Days 31–60 Priority local, service, model, inventory and internal-linking improvements. Inventory priorities, fixed-ops goals, market competitors and lead-quality feedback.
Days 61–90 Performance review, leading indicators, CRM/source alignment and next-quarter SEO roadmap. Appointment feedback, service request quality, sold feedback where available.

SEO RFP Red Flags

  • The vendor promises guaranteed rankings or fast number-one results.
  • The vendor cannot explain SRPs, VDPs, fixed ops or dealership website platforms.
  • The proposal includes only blogs, backlinks and citations.
  • Reporting stops at rankings, impressions and sessions.
  • The agency wants to own Search Console, analytics or content assets.
  • The first 90 days are vague.
  • The proposal ignores website migration risk, technical SEO or CRM source quality.

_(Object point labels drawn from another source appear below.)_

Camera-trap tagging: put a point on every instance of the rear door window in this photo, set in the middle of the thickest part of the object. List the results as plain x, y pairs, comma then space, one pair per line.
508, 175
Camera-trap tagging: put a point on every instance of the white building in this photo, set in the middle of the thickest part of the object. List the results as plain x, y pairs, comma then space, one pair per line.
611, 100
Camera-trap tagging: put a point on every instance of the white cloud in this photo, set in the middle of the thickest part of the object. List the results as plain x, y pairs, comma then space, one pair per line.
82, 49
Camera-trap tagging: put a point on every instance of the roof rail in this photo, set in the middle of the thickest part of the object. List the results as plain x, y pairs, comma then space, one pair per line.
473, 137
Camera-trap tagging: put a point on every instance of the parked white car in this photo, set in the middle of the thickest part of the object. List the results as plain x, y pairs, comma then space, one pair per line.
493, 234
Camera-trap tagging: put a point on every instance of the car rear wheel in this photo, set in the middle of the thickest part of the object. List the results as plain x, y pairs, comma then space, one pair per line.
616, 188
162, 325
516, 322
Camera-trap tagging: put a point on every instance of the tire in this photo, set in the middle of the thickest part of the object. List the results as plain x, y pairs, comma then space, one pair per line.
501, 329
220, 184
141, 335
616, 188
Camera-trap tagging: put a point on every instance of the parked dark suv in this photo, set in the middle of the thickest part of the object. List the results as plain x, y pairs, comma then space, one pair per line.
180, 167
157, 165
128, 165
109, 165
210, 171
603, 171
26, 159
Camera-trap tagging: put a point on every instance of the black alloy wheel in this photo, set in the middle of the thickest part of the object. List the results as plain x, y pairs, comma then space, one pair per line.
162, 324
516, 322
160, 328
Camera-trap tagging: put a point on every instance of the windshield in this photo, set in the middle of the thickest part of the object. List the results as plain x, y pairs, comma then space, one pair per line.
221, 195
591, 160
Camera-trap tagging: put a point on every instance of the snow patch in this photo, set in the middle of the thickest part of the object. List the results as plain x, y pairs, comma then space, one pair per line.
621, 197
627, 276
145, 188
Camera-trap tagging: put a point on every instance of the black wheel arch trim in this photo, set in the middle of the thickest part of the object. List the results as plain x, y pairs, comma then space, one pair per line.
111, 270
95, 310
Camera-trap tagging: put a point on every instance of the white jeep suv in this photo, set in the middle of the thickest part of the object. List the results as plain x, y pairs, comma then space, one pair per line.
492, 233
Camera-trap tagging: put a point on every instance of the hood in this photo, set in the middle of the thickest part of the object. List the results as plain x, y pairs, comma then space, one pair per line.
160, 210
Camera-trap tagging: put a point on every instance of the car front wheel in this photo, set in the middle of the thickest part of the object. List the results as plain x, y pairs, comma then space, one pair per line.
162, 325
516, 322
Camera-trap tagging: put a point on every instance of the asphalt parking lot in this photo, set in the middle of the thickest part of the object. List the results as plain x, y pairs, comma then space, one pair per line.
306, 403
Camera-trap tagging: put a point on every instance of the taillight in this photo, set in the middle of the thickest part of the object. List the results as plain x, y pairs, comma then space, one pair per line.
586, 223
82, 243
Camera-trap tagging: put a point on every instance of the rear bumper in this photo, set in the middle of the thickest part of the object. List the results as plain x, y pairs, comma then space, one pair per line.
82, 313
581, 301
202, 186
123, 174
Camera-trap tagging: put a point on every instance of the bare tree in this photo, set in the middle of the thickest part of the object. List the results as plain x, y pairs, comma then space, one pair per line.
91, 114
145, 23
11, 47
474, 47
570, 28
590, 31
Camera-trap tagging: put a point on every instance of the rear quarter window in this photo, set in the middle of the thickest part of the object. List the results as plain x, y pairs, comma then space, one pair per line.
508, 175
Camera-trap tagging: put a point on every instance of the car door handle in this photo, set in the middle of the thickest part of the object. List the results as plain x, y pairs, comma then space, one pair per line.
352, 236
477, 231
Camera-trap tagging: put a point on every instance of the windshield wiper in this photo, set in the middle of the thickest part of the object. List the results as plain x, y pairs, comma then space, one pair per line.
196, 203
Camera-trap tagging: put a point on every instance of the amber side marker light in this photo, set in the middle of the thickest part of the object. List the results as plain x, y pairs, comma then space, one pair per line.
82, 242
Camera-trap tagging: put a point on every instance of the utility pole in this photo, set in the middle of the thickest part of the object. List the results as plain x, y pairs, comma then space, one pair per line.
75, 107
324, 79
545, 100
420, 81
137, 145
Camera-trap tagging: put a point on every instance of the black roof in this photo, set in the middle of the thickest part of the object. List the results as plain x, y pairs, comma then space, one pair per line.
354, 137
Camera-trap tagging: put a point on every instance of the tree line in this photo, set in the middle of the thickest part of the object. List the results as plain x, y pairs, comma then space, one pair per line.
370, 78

Related SEO and Marketing Resources

Frequently Asked Questions About Dealer SEO RFPs

What is a dealer SEO RFP?

A dealer SEO RFP is a request for proposal that helps a dealership compare SEO vendors by dealership specialization, local SEO, inventory SEO, fixed-ops SEO, technical SEO, reporting, ownership and first-90-day execution.

What should a dealership ask an SEO agency?

A dealership should ask how the agency handles Google Business Profile visibility, SRPs, VDPs, fixed ops, website technical SEO, migrations, reporting, CRM source quality, asset ownership and first-90-day priorities.

How should a dealer score SEO vendors?

Dealers should score vendors by dealership specialization, local SEO depth, inventory SEO depth, fixed-ops SEO, technical SEO, reporting quality, website vendor coordination, first-90-day plan and ownership terms.

Should SEO RFPs include CRM and attribution questions?

Yes. SEO reports should connect organic search to calls, forms, appointments, VDP entrances, service requests and CRM source quality where possible. Rankings alone are not enough for dealership leadership.

What is the biggest SEO RFP mistake?

The biggest mistake is asking for generic SEO deliverables instead of dealership-specific outcomes. A useful RFP should test whether the vendor understands local search, inventory pages, fixed ops, dealer website platforms and commercial reporting.